Karl Kuchler's group is investigating the molecular basis of host immunity against infection by pathogenic fungi and their resistance mechanisms. The lab is particularly interested in deciphering the molecular signaling processes that lead to excessive inflammatory immune reactions in the innate or adaptive immune defense system. They employ systems biology approaches to gain a better understanding of the dynamics of host-pathogen interactions. The aim of their work is to identify novel approaches to the treatment of microbial infections. Karl Kuchler obtained his PhD in Biochemistry from the Technical University of Graz. He did postdoctoral research at the Austrian Academy of Sciences in Salzburg, the University of California in Berkeley, USA, and at the University of Edmonton in Alberta, Canada. He started his research group at the Vienna BioCenter in the then Medical Faculty of the University of Vienna in 1992 and was a founding member of the Max Perutz Labs.
The lab of Thomas Leonard is interested in understanding the basic principles that govern the flow of information in cells. In particular, his team studies how lipids control the activity of signaling enzymes, including kinases and phosphatases, and how these mechanisms are dysregulated in disease. Thomas Leonard studied Biochemistry at the University of Bristol (UK) before obtaining a PhD in Structural Biology at the MRC Laboratory of Molecular Biology in Cambridge (UK).
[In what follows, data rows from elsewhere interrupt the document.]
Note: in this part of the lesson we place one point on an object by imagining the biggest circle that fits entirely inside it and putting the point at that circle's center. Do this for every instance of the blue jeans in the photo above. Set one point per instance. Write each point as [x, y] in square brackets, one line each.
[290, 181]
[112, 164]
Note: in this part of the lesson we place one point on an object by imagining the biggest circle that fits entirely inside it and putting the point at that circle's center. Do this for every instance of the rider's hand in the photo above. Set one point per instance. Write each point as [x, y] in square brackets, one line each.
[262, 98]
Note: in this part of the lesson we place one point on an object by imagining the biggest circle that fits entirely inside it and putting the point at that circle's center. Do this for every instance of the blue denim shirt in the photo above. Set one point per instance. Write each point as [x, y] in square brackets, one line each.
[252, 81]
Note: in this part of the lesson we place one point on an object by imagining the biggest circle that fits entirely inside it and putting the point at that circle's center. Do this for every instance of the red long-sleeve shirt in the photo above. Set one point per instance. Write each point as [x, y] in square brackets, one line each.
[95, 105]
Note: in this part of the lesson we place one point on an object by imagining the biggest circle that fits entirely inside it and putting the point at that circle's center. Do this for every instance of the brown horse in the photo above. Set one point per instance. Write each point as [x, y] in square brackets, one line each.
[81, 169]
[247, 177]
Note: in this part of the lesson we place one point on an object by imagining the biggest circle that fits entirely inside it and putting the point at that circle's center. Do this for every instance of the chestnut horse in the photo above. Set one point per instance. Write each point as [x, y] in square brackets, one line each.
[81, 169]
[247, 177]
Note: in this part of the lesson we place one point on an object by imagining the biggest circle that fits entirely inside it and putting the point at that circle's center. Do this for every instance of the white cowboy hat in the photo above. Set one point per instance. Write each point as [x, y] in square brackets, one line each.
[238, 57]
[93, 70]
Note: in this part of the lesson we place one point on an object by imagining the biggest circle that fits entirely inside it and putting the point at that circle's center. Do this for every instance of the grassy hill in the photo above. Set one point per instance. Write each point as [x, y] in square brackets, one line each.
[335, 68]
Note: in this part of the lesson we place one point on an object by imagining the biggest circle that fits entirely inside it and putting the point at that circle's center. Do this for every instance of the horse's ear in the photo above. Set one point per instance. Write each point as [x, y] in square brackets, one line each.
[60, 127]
He moved to the USA in 2005 as an EMBO postdoctoral fellow at the National Institutes of Health in Bethesda, MD and started his own lab at the Max Perutz Labs in 2012. He is the Curriculum Director of the Master’s program ‘Molecular Precision Medicine’, a joint program of the University of Vienna and the Medical University of Vienna dedicated to an understanding of human pathogenesis and the treatment of disease at a molecular level.
Thomas Juffmann’s interdisciplinary team of biologists and physicists works on improving the sensitivity of microscopy systems. In every image taken through a light or electron microscope the number of detected photons or electrons is finite. This leads to noise and consequently limits the resolution and sensitivity of the microscope. The team tries to maximize the information obtained per detected probe particle in microscopy techniques commonly used in structural and cellular biology (such as phase microscopy, interferometric scattering microscopy, or transmission electron microscopy). This is achieved using wave-front shaping techniques, cavity enhancement, or quantum metrology techniques. Thomas Juffmann did his PhD on molecular quantum optics at the University of Vienna and then carried out postdoctoral work at Stanford University (USA) from 2013 to 2016. He joined the École normale supérieure Paris (France) as a HFSP fellow and started his lab at the Max Perutz Labs and the Faculty of Physics of the University of Vienna in 2018.